For instance, he advised Berger to go along with Netanyahu and “act nicely” if he wanted to keep his job after the elections. The translation was clear: Don’t interfere with efforts to help Bezeq.
During this time, Hefetz was also running Likud’s election campaign. He proposed that a campaign staffer eventually replace Berger.
In the period between the election and the government’s formation, evidence shows that Netanyahu and his staff worked to promote a deal Elovitch wanted – Bezeq’s merger with the satellite television company Yes. Berger objected. Like other senior ministry officials, he thought this should be saved for use as a bargaining chip in negotiations with Bezeq over the landline reform.
A few days after the government was sworn in, Netanyahu fired Berger by phone and replaced him with Shlomo Filber, who has also turned state’s evidence.
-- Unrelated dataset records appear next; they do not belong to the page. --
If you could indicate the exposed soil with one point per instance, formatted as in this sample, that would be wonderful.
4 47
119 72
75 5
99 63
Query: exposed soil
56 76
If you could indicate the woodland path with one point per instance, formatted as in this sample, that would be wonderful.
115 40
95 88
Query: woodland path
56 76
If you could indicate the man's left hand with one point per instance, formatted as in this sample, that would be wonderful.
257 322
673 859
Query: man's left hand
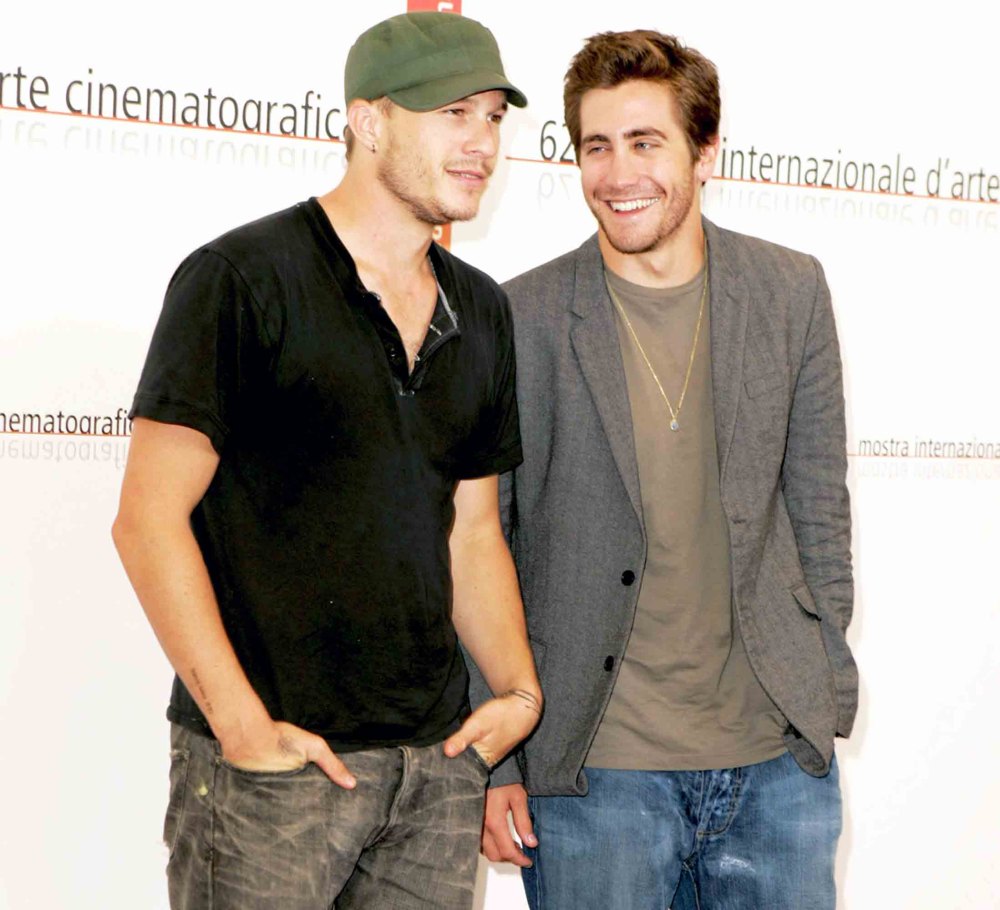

Netanyahu and the ministry then swiftly approved the merger.
Before firing Berger, Netanyahu consulted a confidant who wasn’t directly involved – Cabinet Secretary Avichai Mendelblit, now the attorney general. “Call him, he’ll understand; I know him,” Mendelblit told Netanyahu, referring to Berger. Back then, he didn’t suspect that Berger’s dismissal and Filber’s appointment were a gift from Netanyahu to his friend Elovitch.
In late 2016, Elovitch was worried by a series of media reports about a mysterious police probe into Netanyahu’s affairs. Fearing that this undercover probe related to his ties with the prime minister, he prepared accordingly. He consulted friends and lawyers, and also met with Hefetz.
He and Hefetz discussed covering the tracks that connected Walla’s slanted coverage with huge governmental benefits for Bezeq. He then contacted the person responsible for slanting the coverage, Walla CEO Ilan Yeshua, and demanded that he destroy all the evidence. He didn’t know that Yeshua had decided months ago to protect himself by preserving it.
People involved in the investigation said Yeshua was shocked by Elovitch’s request that he obstruct it. This was apparently a watershed moment in their relationship. Suddenly Yeshua began refusing the obsessive orders from his boss to coddle Netanyahu and his wife Sara.
By that point, hundreds of such orders had been given. Sometimes Elovitch and his wife, Iris, contacted Walla executives several times a day to demand alternations in its coverage.
Iris Elovitch was responsible for Sara Netanyahu’s public relations; her husband focused on the prime minister. Some of the requests related to Netanyahu’s rivals, including an order to ignore or tar Bennett and Justice Minister Ayelet Shaked.
By January 2017, Elovitch could temporarily breathe easy. It turned out the mysterious probe of Netanyahu didn’t relate to Elovitch, but to his competitor Mozes.
Their cases complement and illuminate each other. Both offer a window into Netanyahu’s soul, showing that he was apparently willing to use his governmental powers to obtain docile, obedient media coverage.
Netanyahu and Elovitch are both expected to argue that there’s no connection between Netanyahu’s actions as communications minister and Walla’s editorial decisions; that Netanyahu’s decisions on Bezeq were reasonable and backed by ministry professionals; and that Walla’s coverage wasn’t slanted, but merely obedient to its own editorial policy on fair and balanced coverage. “Walla is the most moderate and fairest media outlet to us,” Hefetz wrote in January 2015, a few weeks before the election.
Both men will also claim they were unaware of their wives’ many unambiguous phone calls and text messages.
These claims will be countered by Hefetz’s testimony and recordings, which, according to people involved in the investigation, show that Netanyahu expected Elovitch to serve him. Evidence from Yeshua, Filber and others will also bolster the case that the two main players were well aware of their quid pro quo relationship.